News staff writer
December 14, 2005
A Mid-Valley family has been stopped from selling “snow” during the holiday season.
The Mid-Columbia Interagency Narcotics Taskforce (MINT) seized a sizeable cache of cocaine and methamphetamine from a Fir Mountain residence on Saturday.
Livier Navarro, 29, was arrested at the scene for trafficking in illegal drugs. Her husband, Rosario Gordian Cruz, 30, has been in jail since Sept. 30. He was allegedly caught in an undercover MINT sting with his father, Ascencio Solis Gordian, 56.
On Dec. 10, Cruz’s mother, Maria Cruz Palacios, 50, joined her family members behind bars. She was arrested at the couple’s Thomsen Road residence during the same investigation that led MINT to Navarro.
“Even though we had already caught the two men, their wives apparently just kept the family business going,” said Hood River County Sheriff Joe Wampler.

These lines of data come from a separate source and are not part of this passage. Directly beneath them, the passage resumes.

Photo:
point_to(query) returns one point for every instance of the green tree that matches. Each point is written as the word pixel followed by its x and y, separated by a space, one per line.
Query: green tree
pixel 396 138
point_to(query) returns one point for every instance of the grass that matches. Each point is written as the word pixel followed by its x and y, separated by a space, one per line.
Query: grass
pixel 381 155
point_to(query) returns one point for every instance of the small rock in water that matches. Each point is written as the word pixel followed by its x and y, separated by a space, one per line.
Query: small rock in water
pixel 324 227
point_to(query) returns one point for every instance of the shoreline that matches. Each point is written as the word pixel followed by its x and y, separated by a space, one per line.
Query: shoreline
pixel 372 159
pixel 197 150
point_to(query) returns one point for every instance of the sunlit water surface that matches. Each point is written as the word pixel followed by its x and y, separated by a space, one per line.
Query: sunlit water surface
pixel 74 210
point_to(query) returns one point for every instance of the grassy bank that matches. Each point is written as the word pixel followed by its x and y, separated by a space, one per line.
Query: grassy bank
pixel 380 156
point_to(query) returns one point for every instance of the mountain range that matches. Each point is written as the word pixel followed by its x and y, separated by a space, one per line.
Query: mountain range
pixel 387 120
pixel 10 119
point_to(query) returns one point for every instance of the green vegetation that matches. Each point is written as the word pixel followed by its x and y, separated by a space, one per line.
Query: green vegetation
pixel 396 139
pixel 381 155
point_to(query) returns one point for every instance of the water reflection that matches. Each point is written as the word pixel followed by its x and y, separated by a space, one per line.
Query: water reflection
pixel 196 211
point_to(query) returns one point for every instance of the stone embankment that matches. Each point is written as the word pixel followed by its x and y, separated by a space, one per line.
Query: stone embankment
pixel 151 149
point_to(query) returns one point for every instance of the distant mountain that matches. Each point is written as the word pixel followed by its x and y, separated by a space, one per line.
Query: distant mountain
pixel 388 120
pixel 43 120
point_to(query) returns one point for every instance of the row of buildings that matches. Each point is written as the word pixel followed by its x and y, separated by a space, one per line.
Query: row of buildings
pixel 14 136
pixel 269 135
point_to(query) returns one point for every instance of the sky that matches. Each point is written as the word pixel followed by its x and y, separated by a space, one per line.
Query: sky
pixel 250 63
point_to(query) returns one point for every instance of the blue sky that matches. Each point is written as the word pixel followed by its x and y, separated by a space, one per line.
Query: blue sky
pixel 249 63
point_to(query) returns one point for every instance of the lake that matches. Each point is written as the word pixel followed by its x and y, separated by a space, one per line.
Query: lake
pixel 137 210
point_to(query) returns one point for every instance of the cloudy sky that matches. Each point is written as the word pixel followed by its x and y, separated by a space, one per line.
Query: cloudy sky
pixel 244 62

The three children of Navarro and Cruz – a newborn, a 3-year-old, and an 11-year-old – have been taken into protective custody by the Department of Human Services. According to reports, the oldest boy was aware of drug activity in the family home.
“If it weren’t for us intervening, these kids would have had a ‘white’ Christmas in more ways than one,” said a MINT spokesperson.
Wampler said a total of 13 ounces in coke and meth was seized during the search of Navarro’s home. He said the drugs would sell on the street for between $40-$50 per gram. That would have brought the Gordian/Cruz family a net gain of about $17,192.
“In the dope world this is real pure stuff; this isn’t junk we’re dealing with,” said a MINT member while weighing and packaging the evidence.
He said the high-grade meth was most likely manufactured in the “super labs” of California or Mexico. And once the supply was diluted down with acetone or baking soda it would bring an even greater monetary return.
Wampler said the arrests of Navarro and Gordian followed a traffic stop earlier on Saturday morning. Deputy Matt English pulled Edgar Munoz Haro, 25, of Hood River over at the intersection of Rand Road and May Street for erratic driving. He was then advised by dispatchers that Haro, who was on probation for a prior drug conviction, was operating the vehicle with a suspended license.
At that point, English was granted permission by Haro to search the car. He discovered both meth and drug paraphernalia hidden inside.
Haro’s probation officer then gave MINT members permission, as allowed by the court, to search the residence that he shared with Navarro and Cruz. And that was where MINT recovered the larger stash of narcotics.
“This is just an unacceptable practice for anyone, but even more for a family with young children,” said Wampler. “If it were up to us all four adults would be spending Christmas in jail.”